Projenin ÇED (Çevresel Etki Değerlendirmesi) sürecinin devam etmesine karşı çıkan Sinop Boyabat Çevre Platformu, bugün Çevre, Şehircilik ve İklim Değişikliği Bakanlığı önünde protesto gösterisi düzenledi.
Eyleme çevrecilerin yanı sıra çeşitli siyasi parti temsilcileri ve sivil toplum kuruluşları da destek verdi. Ellerinde “Cengiz Boyabat’tan Defol”, “Maden Değil Yaşam” yazılı dövizler taşıyan grup, madenin durdurulmasını talep etti.
Platform adına yapılan basın açıklamasında, projenin yaklaşık 898 hektarlık geniş bir alanda kurulmasının planlandığı belirtildi. Bu alanda bakır ocağı, cevher zenginleştirme tesisi, atık depolama alanı, beton santrali ve mobil kırma-eleme tesislerinin yer alacağı ifade edildi. Açıklamada, madenin sadece doğal yaşamı değil, bölgenin tarımsal faaliyetlerini, içme suyu kaynaklarını ve Gökırmak üzerinden Kızılırmak havzasını da tehlikeye atacağı vurgulandı.
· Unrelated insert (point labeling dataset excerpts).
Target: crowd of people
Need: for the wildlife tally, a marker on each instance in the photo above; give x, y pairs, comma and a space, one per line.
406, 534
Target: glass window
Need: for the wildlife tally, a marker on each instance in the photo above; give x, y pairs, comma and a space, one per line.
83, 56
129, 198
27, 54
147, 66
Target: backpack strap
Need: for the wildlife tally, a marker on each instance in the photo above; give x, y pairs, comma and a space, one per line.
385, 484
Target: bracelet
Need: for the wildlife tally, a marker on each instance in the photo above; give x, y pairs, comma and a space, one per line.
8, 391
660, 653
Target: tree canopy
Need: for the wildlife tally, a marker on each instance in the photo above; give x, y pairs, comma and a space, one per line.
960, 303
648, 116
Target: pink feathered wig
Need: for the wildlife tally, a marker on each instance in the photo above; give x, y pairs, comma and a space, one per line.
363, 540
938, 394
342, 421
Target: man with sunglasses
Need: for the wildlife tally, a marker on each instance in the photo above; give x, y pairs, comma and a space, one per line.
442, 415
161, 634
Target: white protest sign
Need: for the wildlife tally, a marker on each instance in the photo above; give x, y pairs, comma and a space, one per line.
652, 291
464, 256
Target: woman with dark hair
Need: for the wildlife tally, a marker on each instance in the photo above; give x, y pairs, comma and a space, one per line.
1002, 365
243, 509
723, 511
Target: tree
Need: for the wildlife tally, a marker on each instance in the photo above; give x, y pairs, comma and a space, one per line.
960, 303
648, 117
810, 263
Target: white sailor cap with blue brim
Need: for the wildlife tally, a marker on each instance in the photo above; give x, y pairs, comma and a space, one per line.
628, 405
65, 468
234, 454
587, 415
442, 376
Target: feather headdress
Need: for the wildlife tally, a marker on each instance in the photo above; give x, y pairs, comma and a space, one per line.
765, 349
Yetkililer, yılda 13 milyon 250 bin ton toprak hareketinin yaşanacağı bu proje kapsamında 250 binden fazla ağacın kesileceğini ve orman ekosisteminin ciddi zarar göreceğini dile getirdi. Ayrıca projenin, pirinç üretimiyle bilinen Gökırmak havzasında su ve gıda güvenliğini riske atacağına dikkat çekildi.
“Biz madene değil, yanlış yerde madene karşıyız” diyen çevreciler, su kaynaklarının, zeytinliklerin, tarım alanlarının ve koruma altındaki bölgelerin madenciliğe açılmasının kabul edilemez olduğunu belirtti.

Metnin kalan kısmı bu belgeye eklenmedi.